Two ecosystems exist in parallel at Downton. One is upstairs led by a bumbling patriarch Robert Crawley, Earl of Grantham, a benevolent aristocrat modern enough to use electricity and telephones and even sleep in the same bed with his respectably cunning American wife. He is prideful in his occupation, calling the management of the estate his “life’s work”. His dowager countess mother, played by Maggie Smith, is a nippy semblance of old money and British wit as to provide some remarkable one-liners. “What is a weekend?” she genuinely asks of an upper middle-class lawyer. His three daughters are worldly, eloquent and mostly beautiful.
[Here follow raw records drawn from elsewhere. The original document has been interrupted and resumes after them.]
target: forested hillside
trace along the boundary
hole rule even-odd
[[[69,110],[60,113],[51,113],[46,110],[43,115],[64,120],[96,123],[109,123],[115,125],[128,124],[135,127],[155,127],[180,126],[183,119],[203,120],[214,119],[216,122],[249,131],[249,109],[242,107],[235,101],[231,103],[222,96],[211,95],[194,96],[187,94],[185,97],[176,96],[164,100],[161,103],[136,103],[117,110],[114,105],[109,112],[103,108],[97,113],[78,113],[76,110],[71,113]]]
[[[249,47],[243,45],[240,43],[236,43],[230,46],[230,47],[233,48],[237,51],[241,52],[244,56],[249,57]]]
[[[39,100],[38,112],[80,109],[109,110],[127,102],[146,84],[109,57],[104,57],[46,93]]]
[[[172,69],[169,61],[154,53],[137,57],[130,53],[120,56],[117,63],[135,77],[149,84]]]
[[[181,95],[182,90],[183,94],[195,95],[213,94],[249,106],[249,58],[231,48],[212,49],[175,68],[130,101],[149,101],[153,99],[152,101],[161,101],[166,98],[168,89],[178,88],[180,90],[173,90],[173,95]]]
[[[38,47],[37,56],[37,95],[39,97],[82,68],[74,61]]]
The dowry-bearing first-born, Mary, is most exquisite, at least until she gallivants (to put it cleanly) with a Turk who ends up dying in her bed. (Aside – I must squeeze in another stomach spluttering quotation by Maggie Smith: “No Englishman would *dream* of dying in someone else's house - especially somebody they didn't even know.”) The middle sister is a radical free spirit, interested in politics, fashion, feminism and anything modern and keeps out of the courting limelight, though she herself is quite sought after. The youngest is a green-eyed monster but takes what is coming to her, in both senses of the phrase.

Downstairs, the hierarchy is just as pronounced. Servants must stand when head Butler, a scrupulous and honour-driven Charlie Carson enters the room. They are mostly proud of their occupation but question whether their blind order-taking is fit for the ensuing era. One contemplates marrying a farmer; another applies to be a receptionist. There is quite a bit of politics and backstabbing not unlike the state upstairs. But I personally just don’t find the story downstairs as riveting.
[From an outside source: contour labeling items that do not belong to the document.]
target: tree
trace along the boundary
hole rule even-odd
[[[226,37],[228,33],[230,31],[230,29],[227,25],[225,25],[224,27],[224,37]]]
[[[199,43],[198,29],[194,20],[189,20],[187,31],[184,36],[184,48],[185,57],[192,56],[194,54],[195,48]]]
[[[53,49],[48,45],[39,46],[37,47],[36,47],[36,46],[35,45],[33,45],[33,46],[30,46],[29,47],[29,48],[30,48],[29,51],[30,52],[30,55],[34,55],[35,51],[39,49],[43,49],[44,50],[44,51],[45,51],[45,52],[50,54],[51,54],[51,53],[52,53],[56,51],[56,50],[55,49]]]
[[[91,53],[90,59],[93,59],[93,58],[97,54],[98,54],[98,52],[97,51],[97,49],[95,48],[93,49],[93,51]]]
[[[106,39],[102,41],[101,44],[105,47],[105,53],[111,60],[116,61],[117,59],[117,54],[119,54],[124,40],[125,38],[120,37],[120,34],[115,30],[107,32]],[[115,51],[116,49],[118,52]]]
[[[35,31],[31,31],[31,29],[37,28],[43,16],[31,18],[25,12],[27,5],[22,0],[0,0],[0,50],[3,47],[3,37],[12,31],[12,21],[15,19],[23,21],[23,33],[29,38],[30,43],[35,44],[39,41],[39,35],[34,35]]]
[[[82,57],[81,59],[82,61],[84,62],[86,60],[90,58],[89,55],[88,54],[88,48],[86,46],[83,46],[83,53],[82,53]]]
This all happens on the dawn of World War I, not a hundred years from today. It is a turbulent time for aristocracy. Indeed, WWI was preluded with the death of King Edward and a funeral procession that included “five heirs apparent, forty or more imperial or royal highnesses, seven queens-four dowager and three regnant.” It began with the assassination of an archduke and ended with dissolution of no less than four empires. With the industrial revolution closing the inequity gap and Marxist leanings taking over, it is hard not to sympathize with nobility.
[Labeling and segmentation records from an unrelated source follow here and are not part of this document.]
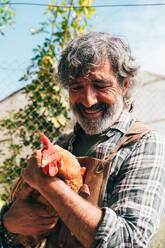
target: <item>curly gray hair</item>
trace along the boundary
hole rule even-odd
[[[129,87],[124,102],[132,108],[132,92],[137,85],[139,66],[131,55],[129,46],[119,37],[104,32],[90,32],[74,38],[62,52],[58,65],[61,84],[69,83],[79,77],[87,77],[91,70],[104,64],[109,59],[119,84],[129,80]]]

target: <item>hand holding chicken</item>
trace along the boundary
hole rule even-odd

And while this is not a show to scoff at the rich; it also does not look down on the poor. If anything it might suggest that as different as upstairs and downstairs might seem, they are remarkably similar. A classist Mary first speaks unkindly to her suitor for the sole reason that he must work for a living but besottedly receives a most romantic kiss. Yet only after he turns ridiculously wealthy does she accept his marriage proposal, one that he reneges in what must be the saddest scene in the first season. You might judge the well-to-do here but to the credit of the series, it is very believable and innocent. A similar love story develops between war-wounded valet Bates and head housemaid Anna, two genuinely selfless and uncalculating (unlike above) individuals but run into problems with some luggage from Bates’s past. And kudos to Emmy nominated Brendan Coyle, who plays this downtrodden character with no desire for pity but only an unequivocal sense of nobility.

This is the most successful British television to have ever aired, picking up the most number of Emmy nominations for a show in its category. It surely deserves them. It has an incongruent ensemble cast but manages to give each character a heart, a meaning in life, and a role in society (however unfair it may be). And the truly refreshing piece is that it doesn't make it seem all that unfair after all.